Saturday
Dec. 16, 2000
Living by Kindness
Poem: "Living by Kindness," by Kim Stafford, from Places and Stories (Carnegie Mellon University Press).
Living By Kindness
Strange things happen in the mind
like the time I stopped under a streetlight
to write on an envelope a chance thought
furrowing my head "we haven't all
killed each other yet" and then went on
through the dark streets of my Idaho city
trudging coal dust and snow.Next day at the lumber yard, I caught
a clerk glancing at me sideways.
Then I remembered the envelope
in my heart pocket, its message
bold as a badge: "we haven't
all killed each other yet."He was good to me.
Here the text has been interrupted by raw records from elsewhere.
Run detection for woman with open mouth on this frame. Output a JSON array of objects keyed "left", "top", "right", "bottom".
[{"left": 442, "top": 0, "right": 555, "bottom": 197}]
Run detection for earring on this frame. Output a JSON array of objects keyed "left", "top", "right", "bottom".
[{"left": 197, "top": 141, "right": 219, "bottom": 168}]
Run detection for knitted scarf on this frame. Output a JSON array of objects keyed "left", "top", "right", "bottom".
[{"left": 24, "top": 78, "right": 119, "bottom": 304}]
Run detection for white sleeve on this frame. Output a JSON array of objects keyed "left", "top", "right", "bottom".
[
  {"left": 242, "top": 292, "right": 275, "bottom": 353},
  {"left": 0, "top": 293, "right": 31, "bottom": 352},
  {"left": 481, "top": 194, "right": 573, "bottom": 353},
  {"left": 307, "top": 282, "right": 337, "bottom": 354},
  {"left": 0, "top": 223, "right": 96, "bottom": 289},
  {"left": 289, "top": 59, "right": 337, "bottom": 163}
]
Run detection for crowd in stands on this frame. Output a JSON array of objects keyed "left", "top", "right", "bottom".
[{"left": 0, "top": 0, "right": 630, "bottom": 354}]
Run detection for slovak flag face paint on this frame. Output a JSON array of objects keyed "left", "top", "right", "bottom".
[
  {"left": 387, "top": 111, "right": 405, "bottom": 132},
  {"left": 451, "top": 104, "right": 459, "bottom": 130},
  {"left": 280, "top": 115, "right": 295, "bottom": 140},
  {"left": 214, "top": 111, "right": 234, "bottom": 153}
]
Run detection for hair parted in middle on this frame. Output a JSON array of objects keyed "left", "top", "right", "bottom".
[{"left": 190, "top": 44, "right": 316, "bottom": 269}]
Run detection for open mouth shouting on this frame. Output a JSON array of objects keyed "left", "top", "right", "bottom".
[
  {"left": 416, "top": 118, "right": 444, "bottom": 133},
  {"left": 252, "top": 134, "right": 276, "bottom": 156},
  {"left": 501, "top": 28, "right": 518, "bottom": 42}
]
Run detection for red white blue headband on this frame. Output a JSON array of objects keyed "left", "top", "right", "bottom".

Sliding a pine plank off the rack
so clean and sweet, so long, he said,
"You paid for an eight,
but all we got today is twelves."Words have made nothing happen yet
except a free four feet of pine
and the cradle it made
and the child I held
under a light in the snow.
Today is the anniversary of the Battle of the Bulge (1944), the last major German offensive in World War Two. Hitler had gathered what remained of his crack troops on the Western Front in Belgium to attack the weakest part of the American front line, creating a huge bulge in the line, near the town of Bastogne, where they were stopped by the heroic stand of the 101st Airborne.
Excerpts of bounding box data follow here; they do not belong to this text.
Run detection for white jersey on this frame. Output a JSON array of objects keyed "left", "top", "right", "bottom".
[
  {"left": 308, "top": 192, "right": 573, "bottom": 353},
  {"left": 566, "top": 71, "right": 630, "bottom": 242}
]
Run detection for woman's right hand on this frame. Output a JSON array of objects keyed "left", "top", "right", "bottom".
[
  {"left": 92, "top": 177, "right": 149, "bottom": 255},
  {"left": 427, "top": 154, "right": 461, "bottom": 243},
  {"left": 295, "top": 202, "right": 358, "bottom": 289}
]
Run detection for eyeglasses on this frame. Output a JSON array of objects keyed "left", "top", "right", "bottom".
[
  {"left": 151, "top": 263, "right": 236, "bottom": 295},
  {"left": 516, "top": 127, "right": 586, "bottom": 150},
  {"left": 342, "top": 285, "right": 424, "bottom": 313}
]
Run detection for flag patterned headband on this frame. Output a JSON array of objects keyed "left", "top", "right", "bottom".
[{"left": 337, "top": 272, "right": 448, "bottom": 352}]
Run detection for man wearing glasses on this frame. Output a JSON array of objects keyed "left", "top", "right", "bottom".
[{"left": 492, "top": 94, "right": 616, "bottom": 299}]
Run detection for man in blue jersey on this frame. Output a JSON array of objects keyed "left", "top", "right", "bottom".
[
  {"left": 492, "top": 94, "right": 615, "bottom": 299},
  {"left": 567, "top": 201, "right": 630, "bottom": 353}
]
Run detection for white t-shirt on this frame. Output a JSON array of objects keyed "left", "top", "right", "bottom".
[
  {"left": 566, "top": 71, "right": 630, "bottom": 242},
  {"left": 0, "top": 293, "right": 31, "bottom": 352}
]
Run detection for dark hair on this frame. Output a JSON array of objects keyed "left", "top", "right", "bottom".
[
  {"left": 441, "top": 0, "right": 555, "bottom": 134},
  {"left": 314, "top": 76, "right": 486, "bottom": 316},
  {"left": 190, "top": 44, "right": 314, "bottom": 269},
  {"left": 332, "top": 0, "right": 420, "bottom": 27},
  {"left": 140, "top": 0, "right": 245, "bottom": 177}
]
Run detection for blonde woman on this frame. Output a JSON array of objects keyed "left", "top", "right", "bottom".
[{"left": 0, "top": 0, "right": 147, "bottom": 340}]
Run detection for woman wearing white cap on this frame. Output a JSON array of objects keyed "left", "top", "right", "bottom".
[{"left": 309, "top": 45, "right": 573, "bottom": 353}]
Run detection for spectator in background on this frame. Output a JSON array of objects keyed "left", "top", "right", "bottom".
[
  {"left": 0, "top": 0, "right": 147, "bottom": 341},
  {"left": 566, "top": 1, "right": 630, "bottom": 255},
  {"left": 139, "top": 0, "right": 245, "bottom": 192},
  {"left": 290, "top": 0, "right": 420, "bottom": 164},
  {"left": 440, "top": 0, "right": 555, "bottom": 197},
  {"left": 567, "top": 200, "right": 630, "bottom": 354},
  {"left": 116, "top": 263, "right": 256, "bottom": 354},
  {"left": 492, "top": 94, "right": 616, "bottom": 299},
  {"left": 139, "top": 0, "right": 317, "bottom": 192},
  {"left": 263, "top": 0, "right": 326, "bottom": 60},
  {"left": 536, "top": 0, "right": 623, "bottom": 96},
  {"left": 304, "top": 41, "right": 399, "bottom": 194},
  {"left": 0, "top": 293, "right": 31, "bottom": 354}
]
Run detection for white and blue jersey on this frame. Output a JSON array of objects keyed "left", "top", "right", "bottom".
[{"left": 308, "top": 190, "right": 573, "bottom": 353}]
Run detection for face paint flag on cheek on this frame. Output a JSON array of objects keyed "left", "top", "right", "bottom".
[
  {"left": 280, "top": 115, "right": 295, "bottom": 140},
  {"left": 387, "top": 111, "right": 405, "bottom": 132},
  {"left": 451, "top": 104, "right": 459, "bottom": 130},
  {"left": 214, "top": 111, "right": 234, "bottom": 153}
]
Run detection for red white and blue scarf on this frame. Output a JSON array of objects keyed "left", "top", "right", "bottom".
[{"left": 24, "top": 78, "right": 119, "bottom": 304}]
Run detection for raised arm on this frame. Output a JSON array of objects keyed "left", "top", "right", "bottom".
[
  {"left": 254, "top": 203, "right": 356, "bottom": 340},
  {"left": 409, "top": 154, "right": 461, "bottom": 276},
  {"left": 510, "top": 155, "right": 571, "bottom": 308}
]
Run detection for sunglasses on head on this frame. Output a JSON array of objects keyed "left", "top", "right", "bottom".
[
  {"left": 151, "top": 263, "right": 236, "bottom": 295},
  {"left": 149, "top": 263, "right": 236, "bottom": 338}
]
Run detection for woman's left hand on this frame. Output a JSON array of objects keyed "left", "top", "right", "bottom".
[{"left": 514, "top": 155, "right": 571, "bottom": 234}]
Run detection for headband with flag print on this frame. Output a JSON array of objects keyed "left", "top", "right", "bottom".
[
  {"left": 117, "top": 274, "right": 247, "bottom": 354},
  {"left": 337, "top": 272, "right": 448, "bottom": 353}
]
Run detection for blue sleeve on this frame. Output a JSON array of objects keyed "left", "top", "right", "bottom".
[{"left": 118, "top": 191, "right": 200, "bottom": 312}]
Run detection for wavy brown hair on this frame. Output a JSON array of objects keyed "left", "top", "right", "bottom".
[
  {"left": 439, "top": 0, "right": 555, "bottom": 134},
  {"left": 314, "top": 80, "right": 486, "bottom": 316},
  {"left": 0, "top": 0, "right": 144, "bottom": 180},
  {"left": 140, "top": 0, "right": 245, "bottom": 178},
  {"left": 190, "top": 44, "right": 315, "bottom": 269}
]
It is the birthday of science fiction writer Philip K. Dick, born in Chicago, Illinois (1928). He wrote many, many novel, for very little money: science fiction writing was not well respected in the 50s and 60s, and he earned half a cent a word for his short fiction. His first novel was Solar Lottery (1953). Among his other books was Do Androids Dream of Electric Sheep? (1968), which was later made into the film Bladerunner (1982).
It is the birthday of English writer Arthur C(harles) Clarke, born in Minehead, Somerset, (1917). He collaborated with Stanley Kubrick on 2001-A Space Odyssey (1968) based on his short story "The Sentinel" (1951).
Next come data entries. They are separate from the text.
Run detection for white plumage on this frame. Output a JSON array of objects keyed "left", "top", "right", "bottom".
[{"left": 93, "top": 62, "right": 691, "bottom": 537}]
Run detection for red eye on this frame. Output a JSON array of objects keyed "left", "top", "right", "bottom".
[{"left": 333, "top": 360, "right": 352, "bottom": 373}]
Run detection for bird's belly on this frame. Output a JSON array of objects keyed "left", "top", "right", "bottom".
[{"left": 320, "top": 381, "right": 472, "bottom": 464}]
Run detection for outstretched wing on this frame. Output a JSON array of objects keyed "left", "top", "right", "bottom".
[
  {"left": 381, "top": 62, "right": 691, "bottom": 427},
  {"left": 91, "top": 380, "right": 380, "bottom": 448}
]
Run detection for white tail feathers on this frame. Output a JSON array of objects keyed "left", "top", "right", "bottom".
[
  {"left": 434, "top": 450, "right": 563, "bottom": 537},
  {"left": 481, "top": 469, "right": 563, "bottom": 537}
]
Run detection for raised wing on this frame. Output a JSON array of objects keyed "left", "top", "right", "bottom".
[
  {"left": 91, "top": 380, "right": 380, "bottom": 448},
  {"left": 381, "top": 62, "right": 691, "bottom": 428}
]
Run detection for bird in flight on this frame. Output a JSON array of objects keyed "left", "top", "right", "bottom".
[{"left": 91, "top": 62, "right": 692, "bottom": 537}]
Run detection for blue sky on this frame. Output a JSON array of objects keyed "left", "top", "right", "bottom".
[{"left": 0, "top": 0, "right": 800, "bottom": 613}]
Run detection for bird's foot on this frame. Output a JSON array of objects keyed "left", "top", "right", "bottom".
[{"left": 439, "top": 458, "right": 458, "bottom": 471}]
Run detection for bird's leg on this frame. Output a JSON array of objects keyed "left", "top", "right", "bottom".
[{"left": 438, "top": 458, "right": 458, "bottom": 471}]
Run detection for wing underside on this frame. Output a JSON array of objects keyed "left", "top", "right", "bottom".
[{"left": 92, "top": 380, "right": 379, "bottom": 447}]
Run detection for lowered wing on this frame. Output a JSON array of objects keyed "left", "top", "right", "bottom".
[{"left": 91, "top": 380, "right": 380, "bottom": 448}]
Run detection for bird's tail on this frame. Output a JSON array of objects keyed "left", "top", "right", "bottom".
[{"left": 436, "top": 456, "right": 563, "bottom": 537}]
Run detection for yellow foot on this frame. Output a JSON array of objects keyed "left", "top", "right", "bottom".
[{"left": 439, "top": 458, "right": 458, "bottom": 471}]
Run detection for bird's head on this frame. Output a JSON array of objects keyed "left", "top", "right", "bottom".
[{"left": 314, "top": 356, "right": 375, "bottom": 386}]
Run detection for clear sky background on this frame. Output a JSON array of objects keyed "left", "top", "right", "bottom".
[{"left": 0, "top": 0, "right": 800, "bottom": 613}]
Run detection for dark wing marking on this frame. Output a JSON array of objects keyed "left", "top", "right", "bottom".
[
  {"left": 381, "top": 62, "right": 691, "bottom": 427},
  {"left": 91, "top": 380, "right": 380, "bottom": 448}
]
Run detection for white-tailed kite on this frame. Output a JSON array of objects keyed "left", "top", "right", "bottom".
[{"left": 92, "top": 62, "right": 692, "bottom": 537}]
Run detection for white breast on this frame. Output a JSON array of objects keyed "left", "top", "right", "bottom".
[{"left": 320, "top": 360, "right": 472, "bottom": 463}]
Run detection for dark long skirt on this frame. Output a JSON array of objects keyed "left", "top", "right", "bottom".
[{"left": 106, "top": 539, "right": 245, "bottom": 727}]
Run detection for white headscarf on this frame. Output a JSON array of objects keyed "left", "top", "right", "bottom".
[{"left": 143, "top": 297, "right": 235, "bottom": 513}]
It is the birthday of anthropologist Margaret Meade, born in Philadelphia (1901), best known for her book, Coming of Age in Samoa (1928).
It is the birthday of Spanish poet and philosopher George Santayana, in Madrid (1863). He spent part of his childhood in Spain and part in Massachusetts, where he graduated from Harvard in 1886. His five-volume The Life of Reason (1906), focused on the imagination of man, and his four-volume The Realms of Being (1940) focused on systems within nature and the mental activity that relates to them. He's probably best known for having said "Those who cannot remember the past are condemned to repeat it."
It is the birthday of Catherine of Aragon, born in Alcala de Henares, Spain (1485), the first wife of England's King Henry the Eighth. She gave birth to a daughter, Mary, who became Queen Mary in 1553. But Henry wanted a male heir, and tried to have his marriage to Catherine annulled by the Pope. He separated from her to marry his next wife, and had his own archbishop annul the marriage. Rome and England broke ties over this crisis, which led to the English Reformation.